Durant mon adolescence, je suivais ce champion de la course de motos. À l’instar de nombreux jeunes de Nouakchott, j’étais admiratif qu’il eût troqué l’abaya du derviche contre l’uniforme de motocycliste, à contre-courant des diktats sociaux, dans un sport inapproprié pour les gens de bonne famille chez nous.
Weddadi mena sa petite révolution, leurs remontrances ne le firent pas fléchir, ni leurs craintes des dangers du fer et de ses méfaits, car ses bienfaits, eux, valaient le défi et le goût du risque et de l’aventure. C’est ainsi que Weddadi aimait à mettre le pied à l’étrier de ses gros bolides.
Puis, l’occasion se présenta il y a quelques années de connaître une autre dimension de l’homme, que j’étais à mille lieues de deviner chez un jeune féru des sports mécaniques, attentif aux plus petits détails pour ne pas perdre le moindre mile, qui aimait à vérifier freins, accélérateur, bougies…
Je découvris Weddadi l’honnête homme du Bilad Chinguitt, récitant le Noble Coran, les Hadiths, connaissant l’histoire des anciens et des civilisations disparues. Je découvris un derviche qui grandit parmi des initiés. Je ne tardai pas à découvrir, au gré des rencontres, sa bonté, son humour délicieux, son esprit enjoué.
Weddadi n’était pas seulement le célèbre champion des courses régionales, ou le pilote casse-cou qui ne craignait pas la mort… il fut également un digne descendant de ses illustres ancêtres, les Ahlul-Bayt. Il était tout à la fois commentateur des Hadiths, critique, poète, conteur et littéraire.
Il y a un an, je fus évacué à l’Hôpital « Ibn Sina », en une nuit mémorable durant laquelle j’étais sûr d’avoir rendez-vous avec la mort. À mon entrée, Weddadi accompagnait son épouse qui était sous perfusion intraveineuse. Il se mit à me réconforter, me disant qu’il ne fallait pas m’inquiéter tant. Il riait et s’efforçait, malgré l’état de sa femme, de me rassurer et d’atténuer mon effroi, mon angoisse, jusqu’à ce que mon asthme disparût et que ma situation devînt normale.

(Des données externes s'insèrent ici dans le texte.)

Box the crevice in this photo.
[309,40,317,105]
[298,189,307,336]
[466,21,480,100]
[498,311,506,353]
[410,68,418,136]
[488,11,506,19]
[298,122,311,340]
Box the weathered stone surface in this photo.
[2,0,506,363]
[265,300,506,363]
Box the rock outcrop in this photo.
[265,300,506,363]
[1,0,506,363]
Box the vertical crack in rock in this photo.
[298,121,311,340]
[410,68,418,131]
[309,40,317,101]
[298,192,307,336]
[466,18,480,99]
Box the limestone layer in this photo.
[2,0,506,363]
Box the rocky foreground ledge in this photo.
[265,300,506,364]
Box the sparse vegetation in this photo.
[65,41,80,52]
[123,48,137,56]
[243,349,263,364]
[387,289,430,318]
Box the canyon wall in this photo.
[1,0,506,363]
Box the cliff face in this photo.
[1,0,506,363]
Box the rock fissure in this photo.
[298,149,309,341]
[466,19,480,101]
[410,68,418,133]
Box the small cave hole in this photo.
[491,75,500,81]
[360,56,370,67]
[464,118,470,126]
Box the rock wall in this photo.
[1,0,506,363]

Il me posait des questions sur les poèmes de certains poètes d’Iguidi et de Le’ghal et nous nous séparâmes sur un large sourire et des accolades. On se perdit de vue, jusqu’à notre rencontre fortuite sur la rue de la « SNDE ». Chacun de nous était dans une voiture. Il leva une main et m’adressa un sourire, je fis de même, mais il ne le vit que dans le rétroviseur.
Comme j’ignorais ce nous réservaient les jours, le secret du destin, je n’essayai point de lui transmettre mes salutations, de lui exprimer mon amour et le bonheur indicible qui m’étreignait lors de nos rencontres, si peu nombreuses à mon goût.
Il faut dire qu’il n’est point aisé de rattraper un intrépide héros, un vaillant champion.
Adieu, Weddadi Ould Mome. Tu vécus bon, noble, généreux, croyant. Tous surent que tu étais innocent, que ton cœur était exempt de haine. Et si, cette fois, ce cœur limpide, d’un blanc immaculé, te trahit cette fois, c’est que la Force Supérieure le contraignit et l’obligea de s’arrêter. Après tout et avant tout, c’est le destin et la mort est vraie. Pour toi, miséricorde et indulgence d’Allah. Qu’Allah te fasse entrer en Son Paradis. Toutes mes condoléances au peuple mauritanien. À Allah, nous appartenons et à Lui nous revenons.